From: Alexandre Ghiti <alexghiti@rivosinc.com>
To: Christophe Leroy <christophe.leroy@csgroup.eu>
Cc: Catalin Marinas <catalin.marinas@arm.com>,
Will Deacon <will@kernel.org>,
Thomas Bogendoerfer <tsbogend@alpha.franken.de>,
Michael Ellerman <mpe@ellerman.id.au>,
Nicholas Piggin <npiggin@gmail.com>,
Paul Walmsley <paul.walmsley@sifive.com>,
Palmer Dabbelt <palmer@dabbelt.com>,
Albert Ou <aou@eecs.berkeley.edu>,
Andrew Morton <akpm@linux-foundation.org>,
Ved Shanbhogue <ved@rivosinc.com>, Matt Evans <mev@rivosinc.com>,
Dylan Jhong <dylan@andestech.com>,
"linux-arm-kernel@lists.infradead.org"
<linux-arm-kernel@lists.infradead.org>,
"linux-kernel@vger.kernel.org" <linux-kernel@vger.kernel.org>,
"linux-mips@vger.kernel.org" <linux-mips@vger.kernel.org>,
"linuxppc-dev@lists.ozlabs.org" <linuxppc-dev@lists.ozlabs.org>,
"linux-riscv@lists.infradead.org"
<linux-riscv@lists.infradead.org>,
"linux-mm@kvack.org" <linux-mm@kvack.org>
Subject: Re: [PATCH RFC/RFT 3/4] riscv: Stop emitting preventive sfence.vma for new userspace mappings
Date: Fri, 8 Dec 2023 15:39:22 +0100 [thread overview]

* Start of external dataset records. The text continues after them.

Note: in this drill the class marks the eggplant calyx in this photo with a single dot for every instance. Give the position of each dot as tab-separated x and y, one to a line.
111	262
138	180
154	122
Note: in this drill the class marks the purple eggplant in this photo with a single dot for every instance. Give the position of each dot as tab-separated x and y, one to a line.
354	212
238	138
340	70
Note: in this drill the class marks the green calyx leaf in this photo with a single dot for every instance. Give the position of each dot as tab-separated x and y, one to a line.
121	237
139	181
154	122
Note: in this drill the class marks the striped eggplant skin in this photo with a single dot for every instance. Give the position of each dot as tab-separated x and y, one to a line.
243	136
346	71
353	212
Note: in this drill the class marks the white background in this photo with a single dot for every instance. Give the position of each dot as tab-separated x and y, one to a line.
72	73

Message-ID: <CAHVXubit2NjBREKFb=s14q13PvtcjuthLn2oKnBq8PfFnVMieQ@mail.gmail.com> (raw)
In-Reply-To: <e783436f-631c-4b02-ba9c-b6145e0e8b5a@csgroup.eu>
On Thu, Dec 7, 2023 at 5:37 PM Christophe Leroy
<christophe.leroy@csgroup.eu> wrote:
>
> The subject says "riscv:" but it changes core part and several arch.
> Maybe this commit should be split in two commits, one for API changes
> that changes flush_tlb_fix_spurious_fault() to
> flush_tlb_fix_spurious_write_fault() and adds
> flush_tlb_fix_spurious_read_fault() including the change in memory.c,
> then a second patch with the changes to riscv.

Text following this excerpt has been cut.